Однако существовало одно повсеместное исключение: спорт. Спутниковый телевизионный канал Eurosport транслировал широкий спектр спортивных мероприятий на различных европейских языках. Каждая национальная телевизионная станция от Эстонии до Португалии выделяла значительные блоки эфирного времени спортивным соревнованиям, многие из которых были внутриевропейскими и часто даже не включали в себя местную или национальную команду. Аппетит к зрелищным видам спорта резко возрос в последние десятилетия века, даже несмотря на то, что количество людей, посещающих их лично, в основном сократилось. В трех средиземноморских странах был достаточный для окупаемости спрос на массовую ежедневную газету, полностью посвященную спорту (L'Equipe во Франции, Marca в Испании, Gazzetta dello Sport в Италии).
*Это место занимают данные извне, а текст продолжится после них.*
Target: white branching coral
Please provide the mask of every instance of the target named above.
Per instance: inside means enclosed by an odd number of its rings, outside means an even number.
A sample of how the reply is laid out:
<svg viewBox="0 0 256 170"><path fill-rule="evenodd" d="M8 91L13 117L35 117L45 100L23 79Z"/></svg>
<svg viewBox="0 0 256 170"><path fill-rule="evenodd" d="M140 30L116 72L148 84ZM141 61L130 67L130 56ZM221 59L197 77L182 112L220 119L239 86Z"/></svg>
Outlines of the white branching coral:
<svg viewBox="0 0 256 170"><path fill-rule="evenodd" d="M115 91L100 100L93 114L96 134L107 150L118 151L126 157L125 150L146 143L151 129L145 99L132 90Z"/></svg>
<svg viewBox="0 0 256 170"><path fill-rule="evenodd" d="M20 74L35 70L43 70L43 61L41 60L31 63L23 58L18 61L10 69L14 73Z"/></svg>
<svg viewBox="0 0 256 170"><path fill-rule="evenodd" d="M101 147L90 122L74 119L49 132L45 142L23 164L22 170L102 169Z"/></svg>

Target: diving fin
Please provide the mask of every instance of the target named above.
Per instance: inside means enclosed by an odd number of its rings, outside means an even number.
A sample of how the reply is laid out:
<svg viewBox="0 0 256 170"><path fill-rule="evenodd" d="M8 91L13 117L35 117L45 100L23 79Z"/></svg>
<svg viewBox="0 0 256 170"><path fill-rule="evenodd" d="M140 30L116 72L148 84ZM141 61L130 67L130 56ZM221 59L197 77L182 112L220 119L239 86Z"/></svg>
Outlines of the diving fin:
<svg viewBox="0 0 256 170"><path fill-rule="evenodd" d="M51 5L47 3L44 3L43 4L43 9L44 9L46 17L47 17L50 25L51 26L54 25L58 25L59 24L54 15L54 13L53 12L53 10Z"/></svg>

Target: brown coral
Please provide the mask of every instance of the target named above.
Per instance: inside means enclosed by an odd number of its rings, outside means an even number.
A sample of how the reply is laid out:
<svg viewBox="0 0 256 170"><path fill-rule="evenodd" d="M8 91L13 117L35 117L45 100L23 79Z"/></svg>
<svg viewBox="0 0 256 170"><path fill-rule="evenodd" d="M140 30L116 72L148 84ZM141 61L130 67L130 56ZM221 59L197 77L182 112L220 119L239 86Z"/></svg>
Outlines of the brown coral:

Хотя во многих странах по-прежнему существовали особые национальные виды спорта и спортивные мероприятия – хоккей с шайбой в Чешской Республике, баскетбол в (как ни странно) Литве и Хорватии, гонка «Тур де Франс» и ежегодный теннисный турнир Уимблдон, – в европейском масштабе это были мероприятия для меньшинства, хотя и способные иногда привлекать миллионы зрителей («Тур де Франс» была единственным спортивным событием, где явка зрителей на самом деле увеличилась за десятилетия). Коррида в Испании не привлекала молодых испанцев, хотя она была возрождена в 90-е как своего рода «индустрия наследия», ориентированная на получение прибыли. Даже крикет, культовая летняя игра англичан, скатился до низшей позиции в иерархии развлечений, несмотря на попытки сделать его более красочным, более насыщенным – и положить конец неторопливым, но коммерчески провальным пятидневным играм. Что действительно объединяло Европу, так это футбол.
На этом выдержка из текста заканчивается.